None of the above three challenges can be met without developing an information technology strategy which is national in scope, comprehensive (integrating telecommunications, computing, and production across government and private industry as well as academic lines), and visionary. We simply cannot afford to perpetuate the continued fragmentation of systems development and continued investments in labor-intensive computing systems which do not optimize the integration of available applications and capabilities. We must aggressively pursue means of exploiting all available sources of data, both classified and unclassified.
The establishment of a responsive requirements system within our government, one which acknowledges the importance of open sources and also focuses resources on gaps rather than repetitive collection against the same static interests, is critical to the development of informed national acquisition strategy and the articulation of national interests. If we cannot “shorten our loop” in the acquisition and exploitation of knowledge, we simply will not be able to identify multiple challenges and opportunities within our multi-polar and multi-dimensional world in time to be effective.
Lastly, if we are to meet the first five of these challenges, we must develop a process for realigning resources in this era of radical change. We cannot be content with simply “cutting back” across the board. Recognizing new needs, developing new initiatives, and funding research & development in all dimensions, will be critical to our strategic longevity.
Realignments must occur, and occur quickly. We in the national intelligence community should plan on giving up any increase over base, and taking from base a full forty percent – twenty percent to new initiatives tailored to the emerging threat, and twenty percent to BASIC research & development in critical areas such as artificial intelligence, cognitive mapping, and the general theory of cybernetics. We must also protect the mission/program manager responding to strategic direction from Congress and the President, and buffer them from intermediate authorities seeking to undermine if not destroy new initiatives.
The complexity and lethality of the emerging threat, and the severely constrained fiscal environment within which we must plan for national security, require vision, energy, a commitment to cross-agency and service cooperation, and an understanding of Third World perspectives, such as we have never been willing to muster.

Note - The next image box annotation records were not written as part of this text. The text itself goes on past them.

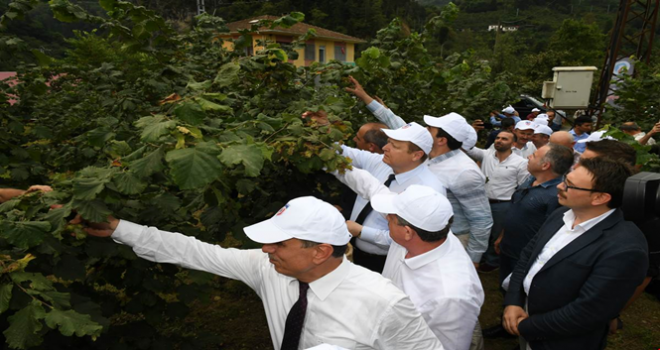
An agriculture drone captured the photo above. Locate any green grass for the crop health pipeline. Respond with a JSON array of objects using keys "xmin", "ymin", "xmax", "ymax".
[{"xmin": 186, "ymin": 271, "xmax": 660, "ymax": 350}]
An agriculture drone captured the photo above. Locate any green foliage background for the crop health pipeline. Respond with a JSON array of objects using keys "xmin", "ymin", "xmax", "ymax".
[{"xmin": 0, "ymin": 0, "xmax": 657, "ymax": 349}]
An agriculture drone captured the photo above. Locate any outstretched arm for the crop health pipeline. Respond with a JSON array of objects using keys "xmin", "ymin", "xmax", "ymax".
[{"xmin": 84, "ymin": 217, "xmax": 268, "ymax": 293}]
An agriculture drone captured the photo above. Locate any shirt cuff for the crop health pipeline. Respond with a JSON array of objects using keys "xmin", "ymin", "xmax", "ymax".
[
  {"xmin": 367, "ymin": 100, "xmax": 383, "ymax": 113},
  {"xmin": 360, "ymin": 226, "xmax": 379, "ymax": 244},
  {"xmin": 110, "ymin": 220, "xmax": 144, "ymax": 246}
]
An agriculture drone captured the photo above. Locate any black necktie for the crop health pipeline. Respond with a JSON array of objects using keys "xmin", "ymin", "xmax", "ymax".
[
  {"xmin": 282, "ymin": 281, "xmax": 309, "ymax": 350},
  {"xmin": 355, "ymin": 174, "xmax": 395, "ymax": 225}
]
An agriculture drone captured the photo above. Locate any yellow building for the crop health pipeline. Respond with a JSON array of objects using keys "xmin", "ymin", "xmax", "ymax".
[{"xmin": 221, "ymin": 16, "xmax": 366, "ymax": 67}]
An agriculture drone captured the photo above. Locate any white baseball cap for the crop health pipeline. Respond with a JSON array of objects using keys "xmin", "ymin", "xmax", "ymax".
[
  {"xmin": 381, "ymin": 122, "xmax": 433, "ymax": 155},
  {"xmin": 424, "ymin": 112, "xmax": 472, "ymax": 142},
  {"xmin": 502, "ymin": 106, "xmax": 516, "ymax": 114},
  {"xmin": 516, "ymin": 120, "xmax": 538, "ymax": 130},
  {"xmin": 577, "ymin": 130, "xmax": 617, "ymax": 143},
  {"xmin": 534, "ymin": 125, "xmax": 552, "ymax": 136},
  {"xmin": 243, "ymin": 196, "xmax": 352, "ymax": 246},
  {"xmin": 532, "ymin": 114, "xmax": 550, "ymax": 126},
  {"xmin": 371, "ymin": 185, "xmax": 454, "ymax": 232},
  {"xmin": 461, "ymin": 124, "xmax": 478, "ymax": 151}
]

Top-down strategic guidance will probably not be forthcoming before FY92, if then; in the interim, “bottom up” common sense, and individual efforts to move in these directions when we can, may be our best means of continuing to earn the “trust and confidence” of our President and our public.
We in the intelligence community, like it or not, must play a leadership role if the national security community is to responsibly decide how to train, equip, and organize its forces and capabilities for the 1990’s.